В живом веществе создалась новая геологическая сила ума и техники, раньше на нашей планете небывалая, которая нам кажется беспредельной и, возможно, в будущем выходящей за пределы планеты.
Впервые в эволюционном процессе произошло резкое изменение характера живого вещества, не связанное с изменением скелетных форм, но по — новому проявляющее эволюционный процесс, на который эмпирически в 1850–х годах указал Д. Дана в Нью — Хейвене как на цефализацию (принцип Д. Дана). Он указал на непрерывный с кембрия, с остановками, но без возврата назад, рост центральной нервной системы, мозгового аппарата в одном и том же направлении. Он не понимал его так, как мы теперь понимаем, но он правильно выразил его как эмпирическое обобщение научных фактов. Биосфера переходит в ноосферу. Четвертичный период надо начинать с конца плиоцена, как на это указывал А. П. Павлов, и общая длительность его тогда достигнет нескольких миллионов лет, возможно, до 15 млн. лет. Но в это время предки человека терялись в той живой среде, которую представляла в это время биосфера как царство крупных млекопитающих Осборна [122]. Только в четвертичную эпоху медленно и с борьбой охватывали поверхность планеты род Homo и близкие к нему питекантропус, синантропус и др. Только в последнее стотысячелетие они стали занимать ведущее положение, и в наше время Homo sapiens охватил планету и подходит к переработке ее в ноосферу.
Несколько слов о ноосфере [123]
1. Мы приближаемся к решающему моменту во Второй мировой войне. Она возобновилась в Европе после 21–годового перерыва — в 1 939 г, — и длится в Западной Европе 5 лет, а у нас, в Восточной Европе, три года. На Дальнем Востоке она возобновилась раньше — в 1931 г. — и длится уже 13 лет.
В истории человечества и биосфере вообще война такой мощности, длительности и силы — небывалое явление.
К тому же ей предшествовала тесно с ней связанная причинно, но значительно менее мощная Первая мировая война с 1914 по 1918 г.
В нашей стране эта Первая мировая война привела к новой — исторически небывалой — форме государственности не только в области экономической, но и в области национальных стремлений.
С точки зрения натуралиста (я думаю, и историка), можно и должно рассматривать исторические явления такой мощности как единый большой земной геологический, а не только исторический процесс.
Первая мировая война 1914–1918 гг. лично в моей научной работе отразилась самым решающим образом.
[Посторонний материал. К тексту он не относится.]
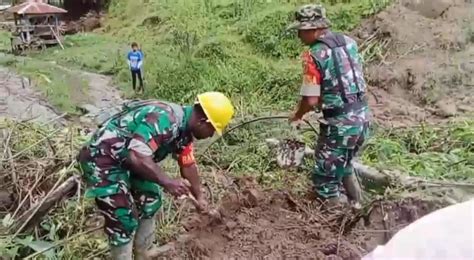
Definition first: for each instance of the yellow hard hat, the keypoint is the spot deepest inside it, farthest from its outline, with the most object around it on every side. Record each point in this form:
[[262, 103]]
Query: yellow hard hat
[[218, 109]]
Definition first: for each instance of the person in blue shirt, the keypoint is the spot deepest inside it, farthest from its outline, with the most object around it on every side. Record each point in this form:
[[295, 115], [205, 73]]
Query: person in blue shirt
[[135, 62]]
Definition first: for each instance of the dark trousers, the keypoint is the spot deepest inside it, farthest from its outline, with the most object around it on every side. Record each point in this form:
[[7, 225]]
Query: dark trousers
[[135, 74]]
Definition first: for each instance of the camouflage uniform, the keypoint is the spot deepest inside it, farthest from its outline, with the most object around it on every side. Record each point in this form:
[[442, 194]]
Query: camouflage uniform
[[333, 71], [150, 128]]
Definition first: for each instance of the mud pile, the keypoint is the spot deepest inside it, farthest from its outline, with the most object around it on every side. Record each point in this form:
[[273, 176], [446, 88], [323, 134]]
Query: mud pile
[[425, 73], [276, 225]]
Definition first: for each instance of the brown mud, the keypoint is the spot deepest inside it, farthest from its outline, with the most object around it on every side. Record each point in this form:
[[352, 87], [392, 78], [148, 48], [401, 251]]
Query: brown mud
[[275, 225], [425, 72]]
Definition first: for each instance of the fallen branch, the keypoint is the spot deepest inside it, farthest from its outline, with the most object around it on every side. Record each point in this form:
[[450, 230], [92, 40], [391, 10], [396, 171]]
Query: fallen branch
[[35, 212], [387, 178]]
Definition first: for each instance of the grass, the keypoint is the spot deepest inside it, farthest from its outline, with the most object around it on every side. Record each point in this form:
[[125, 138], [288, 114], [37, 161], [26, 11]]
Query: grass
[[429, 152], [63, 89], [237, 47]]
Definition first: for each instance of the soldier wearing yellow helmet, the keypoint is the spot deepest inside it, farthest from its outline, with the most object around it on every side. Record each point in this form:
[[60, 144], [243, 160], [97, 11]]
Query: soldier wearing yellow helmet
[[120, 164]]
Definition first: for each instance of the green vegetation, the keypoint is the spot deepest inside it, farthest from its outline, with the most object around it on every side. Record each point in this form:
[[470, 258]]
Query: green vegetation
[[238, 47], [430, 152], [4, 41], [63, 89]]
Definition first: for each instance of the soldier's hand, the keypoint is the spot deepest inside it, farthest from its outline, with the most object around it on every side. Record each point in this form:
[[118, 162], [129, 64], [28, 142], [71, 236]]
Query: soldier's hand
[[176, 187], [202, 205]]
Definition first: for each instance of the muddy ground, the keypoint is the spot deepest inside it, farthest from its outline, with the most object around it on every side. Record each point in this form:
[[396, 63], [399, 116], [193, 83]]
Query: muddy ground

Она изменила в корне мое геологическое миропонимание.
В атмосфере этой войны я подошел в геологии к новому для меня и для других и тогда забытому пониманию природы — к геохимическому и к биогеохимическому, охватывающему и косную и живую природу с одной и той же точки зрения.
2. Я провел годы Первой мировой войны в непрерывной научно — творческой работе: неуклонно продолжаю ее в том же направлении и до сих пор.
28 лет назад, в 1915 г., в Российской академии наук в Петрограде была образована академическая Комиссия по изучению производительных сил нашей страны, так называемый КЕПС (председателем которого я был), сыгравшая заметную роль в критическое время Первой мировой войны. Ибо для Академии наук совершенно неожиданно в разгаре войны выяснилось, что в царской России не было точных данных о так называемом теперь стратегическом сырье, и нам пришлось быстро сводить воедино рассеянные данные и быстро покрывать недочеты нашего знания.
Подходя геохимически и биогеохимически к изучению геологических явлений, мы охватываем всю окружающую нас природу в одном и том же атомном аспекте. Это как раз — бессознательно для меня — совпадало с тем, что, как оказалось теперь, характеризует науку XX в. и отличает ее от прошлых веков. XX век есть век научного атомизма.
Все эти годы, где бы я ни был, я был охвачен мыслью о геохимических и биогеохимических проявлениях в окружающей меня природе (в биосфере). Наблюдая ее, я в то же время направил интенсивно и систематически в эту сторону и свое чтение, и свое размышление.
Получаемые мною результаты я излагал постепенно, как они складывались, в виде лекций и докладов, в тех городах, где мне пришлось в то время жить: в Ялте, в Полтаве, в Киеве, в Симферополе, в Новороссийске, в Ростове и других.
Кроме того, всюду почти — во всех городах, где мне пришлось жить, — я читал все, что можно было в этом аспекте, в широком его понимании, достать.